There is something to be said for turning off electronics and disconnecting. I do not practice this often enough; I realize that I probably should. Currently I am participating in a music festival in Central Oregon, and I have difficulty making Internet and cell phone connections. Although there have been times when this seemed like a terrible thing, I have found that there are some gifts that can come from it.
For example, my life is a lot quieter and simpler. I do not have to deal with email or text messages very often, because so few of them get through or go out. I do not have messages flashing across the screens of my various electronic devices, so I am not distracted. I find that I concentrate a bit more now that there is more room in my head to contemplate and focus on what I am doing.
And is that not what a vacation should be like? I use the word "vacation" quite loosely since I am actually working at this music festival and quite hard, I might add. Because of the idyllic setting and top quality level of the musicians at the festival, I sometimes forget that I am working and think that I am vacationing as well.

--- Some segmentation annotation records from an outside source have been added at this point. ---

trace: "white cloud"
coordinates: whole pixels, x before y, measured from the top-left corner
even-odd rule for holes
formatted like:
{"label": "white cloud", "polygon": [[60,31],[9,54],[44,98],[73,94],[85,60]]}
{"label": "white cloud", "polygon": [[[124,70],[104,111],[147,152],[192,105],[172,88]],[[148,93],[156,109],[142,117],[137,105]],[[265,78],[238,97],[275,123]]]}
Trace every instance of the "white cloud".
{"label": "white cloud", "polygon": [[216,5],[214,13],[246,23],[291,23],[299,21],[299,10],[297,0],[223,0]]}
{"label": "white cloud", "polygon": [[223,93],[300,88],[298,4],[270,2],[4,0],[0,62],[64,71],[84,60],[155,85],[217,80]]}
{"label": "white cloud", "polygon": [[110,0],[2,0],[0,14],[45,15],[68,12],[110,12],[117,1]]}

I do turn on my electronic devices throughout the day, but I sense that I have somehow cut the cord between us. I tell myself that this is a good thing. I can practice contemplation, reflection, and quietness a little easier because the silence has expanded.
The festival ends this week, and I will return home in time to begin teaching the fall semester at the university and the studio. That is several days away though, and I will think about that later. For now, I will sit beside an open window, feel the breeze of the cool evening Oregon air, and listen for the sound of distant coyotes.
I will turn everything back on at the end of the week. Have a great week!